Some people think that autism routines are just about what time they do things and in which order. However what don’t understand is the routines an autistic has is not limited to that. Autistics have routines that dictate everything from the way they do things, to socialising, etc. An autistic’s life is made up of series of routines within routines that help the individual function now here’s the distinction because I know some NT people might think well we all do all these what makes it different. For autistics it’s the essential need for these routines within routines so that we can function.
How I like to explain it is that I see the world in patterns. The world is just one big gigantic pattern. Everything has a pattern and every pattern is necessary. Let me divulge further before you loose interest/understanding. The way I eat my food requires a distinct pattern. This goes beyond routine of just when I eat I’m talking about how I eat. So if I have a digestive biscuit for example I HAVE to eat that in two bites. I can’t eat it any other way. So I will bite right down the middle; chew, swallow (don’t need to tell you guys how to eat). Then have the next bite. If I find a digestive that is broken I will try and avoid it and choose another because if it is broken I won’t be able to achieve the same pattern of eating. I don’t know why but it’s true. A different example of how I eat in an obsessive pattern is that I need to have even numbers on a plate so for example I might have six nuggets, never five or seven or anything odd, and I’ll have 2 McDonalds hash browns. Now I have a systematic way of eating this. I will eat half a nugget then cut a section of hash brown I will eat it in this order until all the food is finished. It is like I need to give equal time to the two different food products. First thing I do when I look at a meal is think how am I going to eat this. That is the difference. I look for the pattern in which I can eat the food. People don’t know I’m doing this because I do it quickly in my head so on the outside no one sees the cogs moving in my head trying to make sense of what’s in front of me.
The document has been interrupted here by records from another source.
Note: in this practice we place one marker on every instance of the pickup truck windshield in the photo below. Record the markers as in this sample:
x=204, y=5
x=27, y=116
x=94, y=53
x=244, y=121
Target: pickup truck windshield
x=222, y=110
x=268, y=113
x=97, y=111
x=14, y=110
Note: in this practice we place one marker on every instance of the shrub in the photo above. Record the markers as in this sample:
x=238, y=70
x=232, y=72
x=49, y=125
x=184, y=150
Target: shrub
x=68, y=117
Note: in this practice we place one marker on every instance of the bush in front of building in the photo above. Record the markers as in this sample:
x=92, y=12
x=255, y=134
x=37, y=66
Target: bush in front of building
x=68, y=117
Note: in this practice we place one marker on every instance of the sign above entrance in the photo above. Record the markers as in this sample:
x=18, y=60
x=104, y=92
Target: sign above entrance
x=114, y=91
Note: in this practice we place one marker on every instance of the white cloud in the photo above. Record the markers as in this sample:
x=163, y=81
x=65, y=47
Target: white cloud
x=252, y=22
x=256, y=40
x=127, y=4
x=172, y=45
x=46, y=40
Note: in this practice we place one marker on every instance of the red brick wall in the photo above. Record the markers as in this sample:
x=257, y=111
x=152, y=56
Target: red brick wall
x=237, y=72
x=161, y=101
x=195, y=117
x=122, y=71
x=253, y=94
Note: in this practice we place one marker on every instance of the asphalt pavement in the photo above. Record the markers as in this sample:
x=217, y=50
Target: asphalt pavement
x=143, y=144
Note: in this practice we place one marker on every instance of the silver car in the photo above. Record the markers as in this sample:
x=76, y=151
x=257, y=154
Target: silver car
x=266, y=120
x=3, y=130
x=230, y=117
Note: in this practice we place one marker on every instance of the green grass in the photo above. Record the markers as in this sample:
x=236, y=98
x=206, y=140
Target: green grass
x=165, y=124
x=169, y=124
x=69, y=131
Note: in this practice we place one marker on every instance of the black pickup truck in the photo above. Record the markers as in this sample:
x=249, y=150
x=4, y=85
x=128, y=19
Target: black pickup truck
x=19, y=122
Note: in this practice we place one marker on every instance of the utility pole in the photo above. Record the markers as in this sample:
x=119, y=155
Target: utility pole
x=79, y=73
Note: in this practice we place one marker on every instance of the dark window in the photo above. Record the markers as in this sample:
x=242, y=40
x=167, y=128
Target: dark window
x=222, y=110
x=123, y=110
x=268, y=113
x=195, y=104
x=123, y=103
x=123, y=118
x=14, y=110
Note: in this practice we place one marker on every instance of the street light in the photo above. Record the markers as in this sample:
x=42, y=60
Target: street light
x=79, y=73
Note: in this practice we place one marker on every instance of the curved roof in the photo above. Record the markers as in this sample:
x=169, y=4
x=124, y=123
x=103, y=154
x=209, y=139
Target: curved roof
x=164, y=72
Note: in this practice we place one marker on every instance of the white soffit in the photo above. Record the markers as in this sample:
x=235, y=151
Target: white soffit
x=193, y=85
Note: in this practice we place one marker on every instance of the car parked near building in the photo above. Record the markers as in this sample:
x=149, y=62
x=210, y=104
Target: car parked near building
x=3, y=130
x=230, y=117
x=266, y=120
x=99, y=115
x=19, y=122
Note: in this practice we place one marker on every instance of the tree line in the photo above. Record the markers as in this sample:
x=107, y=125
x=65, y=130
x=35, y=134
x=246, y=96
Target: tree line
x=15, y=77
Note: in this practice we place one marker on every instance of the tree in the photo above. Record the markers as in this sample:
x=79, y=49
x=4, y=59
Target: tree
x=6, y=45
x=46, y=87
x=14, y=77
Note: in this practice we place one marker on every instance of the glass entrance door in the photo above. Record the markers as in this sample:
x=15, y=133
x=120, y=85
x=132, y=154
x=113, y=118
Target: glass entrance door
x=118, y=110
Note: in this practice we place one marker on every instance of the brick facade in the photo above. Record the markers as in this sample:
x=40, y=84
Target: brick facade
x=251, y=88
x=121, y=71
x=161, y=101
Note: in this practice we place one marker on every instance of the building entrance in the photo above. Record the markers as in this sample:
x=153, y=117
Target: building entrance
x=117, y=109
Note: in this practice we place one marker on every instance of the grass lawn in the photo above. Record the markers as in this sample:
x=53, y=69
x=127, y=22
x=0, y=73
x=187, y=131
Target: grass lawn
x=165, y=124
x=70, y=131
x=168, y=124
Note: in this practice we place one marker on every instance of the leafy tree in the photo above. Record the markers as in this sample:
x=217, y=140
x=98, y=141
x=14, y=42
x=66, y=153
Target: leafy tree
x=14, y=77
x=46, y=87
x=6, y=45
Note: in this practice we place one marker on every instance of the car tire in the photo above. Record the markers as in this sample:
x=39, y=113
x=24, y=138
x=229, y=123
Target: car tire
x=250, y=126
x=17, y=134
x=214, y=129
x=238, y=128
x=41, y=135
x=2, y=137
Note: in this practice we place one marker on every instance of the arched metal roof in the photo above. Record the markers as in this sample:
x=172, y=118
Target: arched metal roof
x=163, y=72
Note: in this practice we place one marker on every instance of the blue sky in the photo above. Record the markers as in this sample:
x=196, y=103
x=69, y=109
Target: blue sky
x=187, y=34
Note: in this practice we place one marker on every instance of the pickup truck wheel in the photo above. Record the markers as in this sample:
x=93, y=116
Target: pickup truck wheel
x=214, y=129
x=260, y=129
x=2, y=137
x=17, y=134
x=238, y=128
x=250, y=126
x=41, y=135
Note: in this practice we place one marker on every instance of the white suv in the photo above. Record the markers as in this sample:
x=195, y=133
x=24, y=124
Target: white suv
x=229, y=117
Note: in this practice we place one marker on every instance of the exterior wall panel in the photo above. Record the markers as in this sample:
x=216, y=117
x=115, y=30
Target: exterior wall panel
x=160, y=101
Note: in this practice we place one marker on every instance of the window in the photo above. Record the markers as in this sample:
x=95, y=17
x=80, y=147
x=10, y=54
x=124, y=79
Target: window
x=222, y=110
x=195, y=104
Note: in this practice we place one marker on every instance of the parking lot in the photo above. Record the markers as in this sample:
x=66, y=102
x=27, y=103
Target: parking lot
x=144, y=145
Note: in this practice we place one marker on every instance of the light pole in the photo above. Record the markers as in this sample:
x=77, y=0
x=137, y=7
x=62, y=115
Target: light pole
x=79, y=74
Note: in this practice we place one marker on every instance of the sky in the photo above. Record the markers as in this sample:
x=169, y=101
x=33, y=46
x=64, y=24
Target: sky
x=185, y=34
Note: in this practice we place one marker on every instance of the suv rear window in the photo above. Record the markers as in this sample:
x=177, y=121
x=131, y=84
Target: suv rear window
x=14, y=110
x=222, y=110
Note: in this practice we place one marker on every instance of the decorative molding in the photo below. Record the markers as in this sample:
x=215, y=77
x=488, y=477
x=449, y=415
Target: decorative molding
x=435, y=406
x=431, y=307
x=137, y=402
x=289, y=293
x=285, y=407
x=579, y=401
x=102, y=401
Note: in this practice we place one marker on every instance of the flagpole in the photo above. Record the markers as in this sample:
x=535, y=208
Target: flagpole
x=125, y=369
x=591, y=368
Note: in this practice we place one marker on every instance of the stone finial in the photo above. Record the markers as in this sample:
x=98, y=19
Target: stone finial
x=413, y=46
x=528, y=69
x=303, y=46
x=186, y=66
It’s not just food where I find a pattern is essential I look for the patterns in people too. I will observe watch and study before I interact with anyone, where possible. I will find out what they like, don’t like, what they find funny or sad just by watching how they interact with others. Then when I think I’ve got their pattern of behaviour sussed I will approach them. So there’s a person at work who I’m not friends with or anything but they are a colleague and they are nice enough. Now in my head I have stock conversations I will have in my head with her. So we can talk about how work is, what we are doing over the weekend and sometimes I’ll enlighten her about autism. Now I know again this sounds like something that everyone does but there is a pattern. It feels like when I talk to her I have the same conversations each time. And there are something things that’d I’d never do like make jokes, a lot of my humour is crass and jokingly insulting which would never work. Again I know that everyone does this autistic or not but I can’t explain it but I’m not in the conversation I’m outside the conversation looking in so everything I say is from a more objective way rather than reacting in the middle. Let me try and give a clearer example. A lot of my conversations are very robotic. I’ve been told. I will respond very quickly to certain things because I’ve learnt that’s how you respond. So for example when I was younger and my parents used to ask me how my day was everyday like it was a pattern that I needed to do I would say day-like. Now this isn’t just like when you respond to how are you with I’m fine. This was everyday for over a decade. I couldn’t change it even if I wanted to. I couldn’t physically bring myself to say anything else. It had become so engrained in my brain I literally could only say that. That’s the difference I couldn’t say anything else not that I didn’t want to.
I’m sure I could think of many more ways patterns dictate my life but I think I’ve made my point, though my lovely readers you’ll be the judge of that. Patterns are beautiful to me. They can be obvious or hidden. They are essential to my living because I understand them. There’s a lot in the world I do not understand. I need my love of even numbers because odd numbers don’t make sense. They are called odd take the hint. I think most NTs can deal with the abstract and almost revel in it. As for me the abstract is nothing but a broken pattern. My life without patterns would be unimaginable. So when you think that an autistic is limited by the patterns they have, just think an autistic would be a lot more limited in what they can do without their patterns.
Thanks for reading. Hope you liked it. Peace out!